WINCHESTER, Ky. — Brittney Woodrum has hit her peak as a hiker. Precisely, in 2020, she hit more than 50 peaks.
What You Need To Know
- A University of Kentucky graduate wanted to work with nonprofits
- She became an ambassador for ShelterBox, which provides humanitarian aid, in 2019
- She took on the challenge when the COVID pandemic hit
- Her efforts have raised more than $100,000 for project
Woodrum, 28, a native of Winchester and University of Kentucky graduate now living in Denver, Colorado, was awarded the Presidential Volunteer Service Award for her service to the international disaster relief charity ShelterBox in 2020. During The Fourteeners Project, Woodrum climbed more than 50 mountain peaks to raise awareness and nearly $85,000 for ShelterBox, which provides shelter and warmth to victims of natural disasters.
“It's an incredible award,” Woodrum said. “I feel very, very humbled to have received it.”
The President’s Volunteer Service Award is a special recognition presented on behalf of President Joe Biden. The award is part of a national recognition program created in 2003 through the President’s Council on Service and Civic Participation for individuals of all ages who contribute a significant amount of time to volunteer activities.
Woodrum, a ShelterBox Ambassador, received the gold-level service award for donating more than 500 hours of her time to support families with the emergency shelter and supplies they need to survive after losing their homes to disaster or conflict.
“I studied nonprofit administration in college, and I have I've always been very service-focused and always wanted to be involved in the community,” she said. “After graduating, I had the great fortune to kind of hopscotch around from different organizations working in almost every corner of the world, from Mexico to Myanmar to Thailand and Hong Kong, and with these different projects, I was working a lot with different nonprofits on everything from education to working with refugees to women's empowerment.”
Woodrum said her work in nonprofits piqued her interest in humanitarian aid-based work and steered her toward ShelterBox. She enrolled at the University of Denver to study nonprofits and humanitarian assistance. Woodrum was looking for a way to get involved in the Denver community and the greater community of humanitarian aid. She was a ShelterBox ambassador for almost a year before taking on the fundraising project.
“I quickly learned that ShelterBox is a small organization in terms of employees, but they have this huge ambassador base that really serves as their outreach,” she said. “There are many ambassadors who have taken on some pretty crazy challenges to raise both awareness and funds for the organization, so whenever I heard this, I knew it wasn't so much a question of if I would take on a physical challenge, but what it would be and when, because physical challenges have kind of been a thing for me over the years.”
Woodrum said she saw the challenge as a chance to combine her hiking passions and elevate other people's voices and causes. A physical challenge of this kind is not something Woodrum intended to attempt while being enrolled full-time in graduate school. Then COVID-19 hit.
“All of a sudden, there was this huge growing need that I saw that no one was talking about,” she said. “Vulnerable populations, and those dealing with disaster or those who didn't have shelter, were much more vulnerable than me and many of my neighbors, so I thought there had to be something that I could do to go out and make a big, positive impact on the global community.”
What followed was the beginning of The Fourteeners Project, and in the summer of 2020, Woodrum succeeded in climbing all 58 of Colorado's “fourteeners,” which are mountains above 14,000 feet.
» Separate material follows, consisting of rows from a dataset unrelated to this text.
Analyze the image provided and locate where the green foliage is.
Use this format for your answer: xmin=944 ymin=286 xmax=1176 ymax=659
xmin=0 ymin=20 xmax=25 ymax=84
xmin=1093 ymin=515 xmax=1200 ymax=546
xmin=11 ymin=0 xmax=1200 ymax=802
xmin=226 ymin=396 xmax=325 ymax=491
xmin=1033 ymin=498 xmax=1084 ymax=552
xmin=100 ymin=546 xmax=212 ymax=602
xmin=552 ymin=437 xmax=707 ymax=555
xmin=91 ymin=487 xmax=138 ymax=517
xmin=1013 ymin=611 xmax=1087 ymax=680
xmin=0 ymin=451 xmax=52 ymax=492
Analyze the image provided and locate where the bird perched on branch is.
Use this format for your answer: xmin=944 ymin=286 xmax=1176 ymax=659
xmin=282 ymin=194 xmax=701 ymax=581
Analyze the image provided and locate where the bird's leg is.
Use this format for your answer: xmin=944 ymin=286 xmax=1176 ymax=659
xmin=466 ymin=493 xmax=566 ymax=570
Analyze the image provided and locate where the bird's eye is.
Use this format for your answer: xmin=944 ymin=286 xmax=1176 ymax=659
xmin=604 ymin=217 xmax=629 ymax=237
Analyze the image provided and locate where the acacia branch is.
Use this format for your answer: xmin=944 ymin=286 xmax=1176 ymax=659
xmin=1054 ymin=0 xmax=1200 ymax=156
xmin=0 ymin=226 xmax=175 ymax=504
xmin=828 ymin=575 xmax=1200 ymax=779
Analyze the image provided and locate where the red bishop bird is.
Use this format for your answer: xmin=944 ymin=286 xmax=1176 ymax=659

She did so with a ShelterBox, a big turquoise tub, strapped to her back.
“In just under three months, I pretty much climbed every day raising awareness and funds,” she said. “By the end of the project, I'd raised about $85,000, and to date, I've raised just over $100,000, all going to ShelterBox and its COVID relief emergency fund.”
After completing such a formidable task and gaining recognition from the Biden Administration for her efforts, Woodrum is contemplating her next endeavor.
“After doing that project, I kind of joked that I have ‘peaked’ now,” she said. “If anything, after finishing that project, I felt pretty confident that these were not the last mountains I would climb, and this was not the last project that I would do with ShelterBox. I'm a passionate long-distance hiker as well as a long-distance cyclist, so I'm already kind of planning on what the next project will be. I’m just giving my legs time to rest and feeling out what the next project will be.”